The Ego: Constantly Building You Up or Tearing You Down
I grew up with a sister who was always told how beautiful she was; this was hard on me. I never felt pretty. I felt like I was letting my family down for my redheaded, freckle-faced looks. I actually remember my thirteenth birthday, when I opened a gift that was an ugly purse. As I opened it, this thought ran through my head: An ugly purse for an ugly girl. But I never wanted to let my mom know how I was feeling, because I felt I would just let her down.
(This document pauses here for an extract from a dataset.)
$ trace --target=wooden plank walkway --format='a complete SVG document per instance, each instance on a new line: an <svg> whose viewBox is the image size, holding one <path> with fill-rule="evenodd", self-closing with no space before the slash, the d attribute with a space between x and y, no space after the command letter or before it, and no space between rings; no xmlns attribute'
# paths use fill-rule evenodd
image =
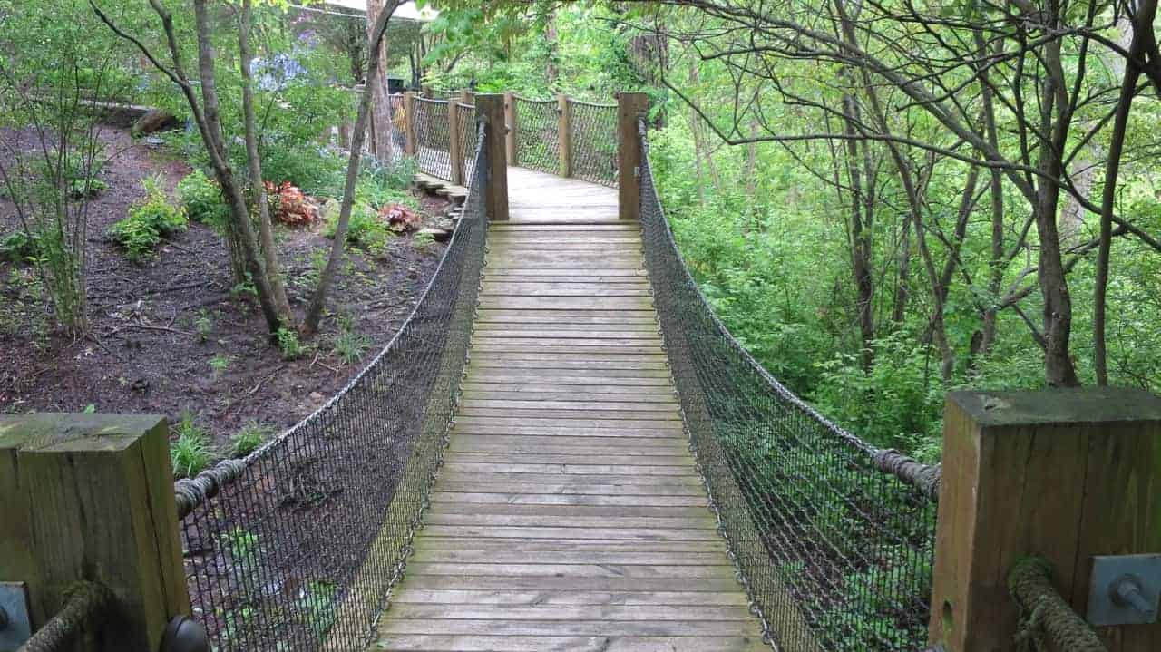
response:
<svg viewBox="0 0 1161 652"><path fill-rule="evenodd" d="M769 650L688 452L639 227L488 237L449 450L373 649Z"/></svg>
Sometimes at night, I would sob and grab fistfuls of my belly and dig my nails into the skin as I told myself I wasn’t good enough or thin enough or pretty enough. I was experiencing the aspect of ego that likes to bash and put down and make me think I’m worthless. On the flip side, I experienced another aspect of ego that told me that one day, I would be good enough. One day, I would get the chance to make these kids see me, really see me, instead of walking right past because I wasn’t cute enough to be noticed. I realized much later that this two-faced personality/thought system going on was indicative of the ego and its goal of either tearing me down or falsely building me up. The ego’s belief system had been built so strong in me that it had totally cut me off from who I really was inside. Now I was identifying with a negative self-image, and the ego was driving me to be something more.